Hi!
I’m facing an issue where the parent workflow never completes
after the child workflow is completed.
The child workflow is completed successfully and we can assert the claim
by looking at the artifacts produced and the logs.
{
"executionConfig": {
"taskQueue": {
"name": "parent-cycle",
"kind": "Normal"
},
"workflowExecutionTimeout": "0s",
"workflowRunTimeout": "0s",
"defaultWorkflowTaskTimeout": "10s"
},
"workflowExecutionInfo": {
"execution": {
"workflowId": "parent-cycle-1",
"runId": "db80c230-3bdf-11ee-90d7-00155d1836bf"
},
"type": {
"name": "ParentWorkflowV1"
},
"startTime": "2023-08-07T00:17:29.270762753Z",
"status": "Running",
"historyLength": "10",
"executionTime": "2023-08-07T00:17:29.270762753Z",
"memo": {
},
"searchAttributes": {
"indexedFields": {
"BuildIds": "[\"unversioned\"]"
}
},
"autoResetPoints": {
},
"stateTransitionCount": "6",
"historySizeBytes": "5277",
"mostRecentWorkerVersionStamp": {
}
},
"pendingChildren": [
{
"workflowId": "child-cycle-1",
"runId": "fcf59eea-3bdf-11ee-8c3b-00155d1836bf",
"workflowTypeName": "ChildWorkflowV1",
"initiatedId": "6",
"parentClosePolicy": "Abandon"
}
]
}
The child workflow history and execution doesn’t seem to exist anymore.

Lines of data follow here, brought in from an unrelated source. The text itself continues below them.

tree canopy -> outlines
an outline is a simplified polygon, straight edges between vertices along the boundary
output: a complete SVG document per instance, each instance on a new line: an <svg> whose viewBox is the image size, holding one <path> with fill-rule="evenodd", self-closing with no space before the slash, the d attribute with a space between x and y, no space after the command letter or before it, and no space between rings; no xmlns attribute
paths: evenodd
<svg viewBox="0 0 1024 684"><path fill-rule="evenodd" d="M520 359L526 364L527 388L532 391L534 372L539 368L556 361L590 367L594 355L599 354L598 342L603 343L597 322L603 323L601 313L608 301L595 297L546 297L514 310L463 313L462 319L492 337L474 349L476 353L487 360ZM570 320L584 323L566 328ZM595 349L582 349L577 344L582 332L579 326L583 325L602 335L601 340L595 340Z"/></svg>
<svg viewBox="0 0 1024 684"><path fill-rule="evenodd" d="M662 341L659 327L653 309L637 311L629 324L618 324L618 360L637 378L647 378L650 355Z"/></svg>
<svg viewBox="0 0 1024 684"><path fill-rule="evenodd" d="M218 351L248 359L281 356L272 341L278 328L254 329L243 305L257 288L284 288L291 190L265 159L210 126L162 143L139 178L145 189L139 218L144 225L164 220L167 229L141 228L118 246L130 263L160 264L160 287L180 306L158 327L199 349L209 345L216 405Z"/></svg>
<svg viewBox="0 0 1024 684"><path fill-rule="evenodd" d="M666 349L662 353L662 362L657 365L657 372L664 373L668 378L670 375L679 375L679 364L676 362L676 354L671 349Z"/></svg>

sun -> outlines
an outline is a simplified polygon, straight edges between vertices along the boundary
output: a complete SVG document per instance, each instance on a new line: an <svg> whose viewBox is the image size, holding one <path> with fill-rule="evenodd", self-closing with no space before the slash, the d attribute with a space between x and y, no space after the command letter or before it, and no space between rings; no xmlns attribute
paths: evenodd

$ TEMPORAL_ADDRESS=localhost:7777 temporal workflow describe --namespace customer1 --workflow-id child-cycle-1
Error: workflow describe failed: sql: no rows in result set
('export TEMPORAL_CLI_SHOW_STACKS=1' to see stack traces)
The namespace configuration.
$ TEMPORAL_ADDRESS=localhost:7777 temporal operator namespace describe customer1
NamespaceInfo.Name customer1
NamespaceInfo.Id ac179d56-3be0-11ee-a34e-00155d1836bf
NamespaceInfo.Description
NamespaceInfo.OwnerEmail
NamespaceInfo.State Registered
Config.WorkflowExecutionRetentionTtl 24h0m0s
ReplicationConfig.ActiveClusterName active
ReplicationConfig.Clusters [&ClusterReplicationConfig{ClusterName:active,}]
Config.HistoryArchivalState Disabled
Config.VisibilityArchivalState Disabled
IsGlobalNamespace false
FailoverVersion 0
FailoverHistory []
I’m not if this information can help but at some point the cluster was under provisioned and the queues (task_queue, timer_queue) become quiet large. ~20millions rows.
My assumption is that a race condition happened between the history cleanup of the child workflow and the signal to the parent workflow.
Setup:
version: 1.21.4
database: postgres 13 (aurora)
os: EKS
What can cause such behavior ?
Thanks